Rave culture is kinda still around as a dance music culture, though the term “rave” is rarely used, and it’s less candy-raver/happy house/etc. than it used to be. More underground, more likely to be 21+ instead of all-ages (though there are still big all-ages bashes-- witness the hullabaloo over the recent under-21 deaths at a Texas electronic music festival). Once you’re in the scene, it’s easy to find parties every weekend in and around most major cities, but it’s not like the old days of dropping in to a local music shop and finding a psychedelic flyer by the door. It’s also dropped a lot of the neon magic-mushroom shit that used to make old rave culture feel like a continuation of hippie culture… but still a lot of rolling and tripping going on.

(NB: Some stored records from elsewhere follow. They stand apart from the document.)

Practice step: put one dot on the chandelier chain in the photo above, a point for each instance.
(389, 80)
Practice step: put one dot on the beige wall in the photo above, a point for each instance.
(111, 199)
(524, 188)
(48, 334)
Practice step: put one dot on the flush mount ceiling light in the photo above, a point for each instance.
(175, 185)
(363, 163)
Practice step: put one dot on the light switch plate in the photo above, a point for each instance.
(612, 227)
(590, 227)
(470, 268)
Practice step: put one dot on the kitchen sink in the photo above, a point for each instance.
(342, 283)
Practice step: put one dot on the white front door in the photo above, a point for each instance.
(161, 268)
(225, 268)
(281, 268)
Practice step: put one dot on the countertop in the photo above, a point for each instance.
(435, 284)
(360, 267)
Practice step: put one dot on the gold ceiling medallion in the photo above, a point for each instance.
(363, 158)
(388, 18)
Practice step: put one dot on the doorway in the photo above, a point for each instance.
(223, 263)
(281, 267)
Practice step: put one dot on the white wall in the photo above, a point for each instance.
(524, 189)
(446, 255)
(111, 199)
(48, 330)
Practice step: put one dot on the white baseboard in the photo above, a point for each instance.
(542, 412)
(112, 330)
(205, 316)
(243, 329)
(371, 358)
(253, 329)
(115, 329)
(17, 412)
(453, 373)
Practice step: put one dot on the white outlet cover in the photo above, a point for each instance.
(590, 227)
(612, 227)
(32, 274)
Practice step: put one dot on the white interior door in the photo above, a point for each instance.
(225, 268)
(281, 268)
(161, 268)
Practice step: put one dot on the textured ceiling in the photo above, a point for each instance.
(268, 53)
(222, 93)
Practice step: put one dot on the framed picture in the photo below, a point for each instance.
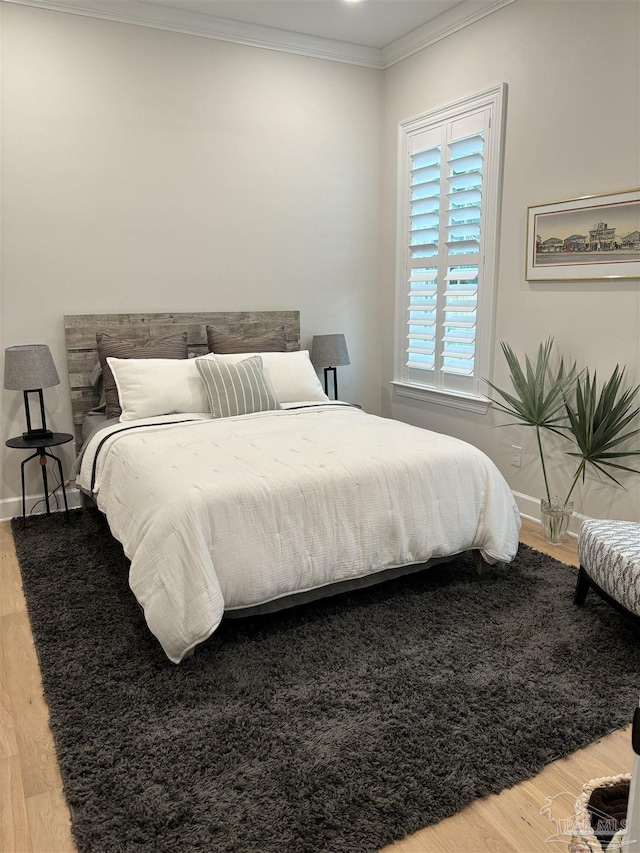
(585, 238)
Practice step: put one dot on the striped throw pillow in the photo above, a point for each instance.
(236, 389)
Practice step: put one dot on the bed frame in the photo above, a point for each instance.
(80, 338)
(82, 355)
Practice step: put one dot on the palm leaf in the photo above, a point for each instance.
(598, 421)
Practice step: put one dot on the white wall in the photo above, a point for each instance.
(144, 170)
(152, 171)
(573, 125)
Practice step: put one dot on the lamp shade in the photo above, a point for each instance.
(29, 367)
(329, 351)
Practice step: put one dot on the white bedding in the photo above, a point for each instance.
(223, 514)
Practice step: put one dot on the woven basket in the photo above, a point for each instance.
(583, 840)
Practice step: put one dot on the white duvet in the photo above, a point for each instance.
(224, 514)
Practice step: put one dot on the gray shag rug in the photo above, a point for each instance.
(334, 727)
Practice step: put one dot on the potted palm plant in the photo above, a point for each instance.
(598, 422)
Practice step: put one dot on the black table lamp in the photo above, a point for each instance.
(29, 369)
(329, 352)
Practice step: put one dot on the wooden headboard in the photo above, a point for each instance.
(80, 338)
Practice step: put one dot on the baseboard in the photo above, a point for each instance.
(12, 507)
(530, 508)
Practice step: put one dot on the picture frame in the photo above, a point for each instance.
(592, 237)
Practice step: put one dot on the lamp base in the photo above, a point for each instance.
(36, 434)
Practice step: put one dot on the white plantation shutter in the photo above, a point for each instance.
(448, 230)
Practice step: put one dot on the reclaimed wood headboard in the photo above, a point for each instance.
(80, 338)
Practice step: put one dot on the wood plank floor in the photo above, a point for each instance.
(34, 817)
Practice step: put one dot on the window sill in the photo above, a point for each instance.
(468, 402)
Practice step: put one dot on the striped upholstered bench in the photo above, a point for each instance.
(609, 553)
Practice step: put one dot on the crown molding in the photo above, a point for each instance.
(461, 16)
(148, 14)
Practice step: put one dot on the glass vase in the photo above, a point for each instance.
(555, 517)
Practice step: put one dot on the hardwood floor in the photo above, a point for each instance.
(34, 817)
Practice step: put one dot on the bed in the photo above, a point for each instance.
(232, 514)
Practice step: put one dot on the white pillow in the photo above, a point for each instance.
(158, 386)
(291, 375)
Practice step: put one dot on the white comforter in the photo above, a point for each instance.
(223, 514)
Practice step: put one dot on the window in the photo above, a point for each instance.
(450, 165)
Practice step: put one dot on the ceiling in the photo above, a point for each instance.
(374, 23)
(376, 33)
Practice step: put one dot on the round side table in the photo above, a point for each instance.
(40, 446)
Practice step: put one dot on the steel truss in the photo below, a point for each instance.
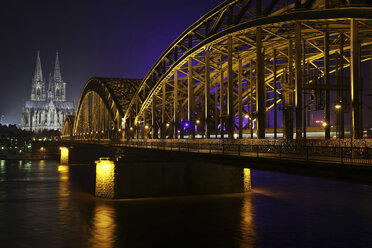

I’m hitting this touring electronic music festival this summer, and it promises to be pretty fun. The cool thing is that I’m already in on an afterparty to the festival when it comes in through my town that promises to be like the old days; all-ages, goes 'til the sun comes up, chill-out rooms, multiple dance floors…
Wouldn’t that be now, with the whole Rockabilly/Pin-Up/Retro-/Mad Men thing? Said as someone who is very fond of all of those things, to be fair.
Is there a “whole thing” now? Rockabilly has been “revived” a bunch of times. We’re farther now from “Stray Cat Strut” than it was from “Blue Suede Shoes.”
Burlesque style’s period of rediscovery is pretty long now too, within my personal knowledge going back to, yes, the '90s.
There was a brief swing / ska / rockabilly revival in the mid to late 90s. Movies like Swingers, bands like Mighty Mighty Boss Tones, Big Bad Voodoo Daddy, Brian Setzer Orchestra, Cherry Poppin’ Daddies popularized the style for like 18 months..
Someone be sure to let me know when it does hit, so I don’t have to be so secretive about rocking out to November Rain.
I remember the 90s Somewhat conflictedly. I’m 33, so the 90s should be what I remember with nostalgia. I actually remember the 80s with more nostalgia than the 90s. I think this is mostly because of the music. The 80s pop music all seemed so happy, with Debbie Gibson, Tiffany, Rick Astley, etc. In the 90s Michael Jackson and Madonna started making sadder music. We also had Alanis Morisette and similar artists that made what seems like depressing music to me. And I’m not sure why that happened with music, since as a nation everything was going well, a good economy, peacetime, etc.
I just noticed this.
Just 18 months? Man, people who remember that revival fondly are laaaame.
That’s a full 14 months longer than electroclash lasted.
I am proud to announce that I started 1990s nostalgia - no, wait, I mean ridicule and mockery of the 1990s - in the mid-1990s.
I went to the 1995 (I think, may have been 1994) Malibu Nightclub Halloween party (Malibu Nightclub, Lido Blvd, Lido Beach, NY - home of Malibu Sue and the Mighty Maximizer, Punks & Guidos together - alas, it closed in 1996) dressed as a Grunge rocker - long hair, flannel shirt, stupid logo t-shirt, torn jeans, work boots, (fake) ear-ring, and an ugly inflatable plastic guitar. Alas, the parody was lost on many in the crowd, as most of the guys not wearing costumes were dressed that way in real life (guess they didn’t get the memo that grunge was dead, long live MODERN ROCK, dammit!), and so I looked pretty much the same as them except carrying a stupid plastic guitar. The irony was simply lost to the world, but I did try.
(My friend wore skis - yes, full size skis - to the rather crowded event - this did not turn out well).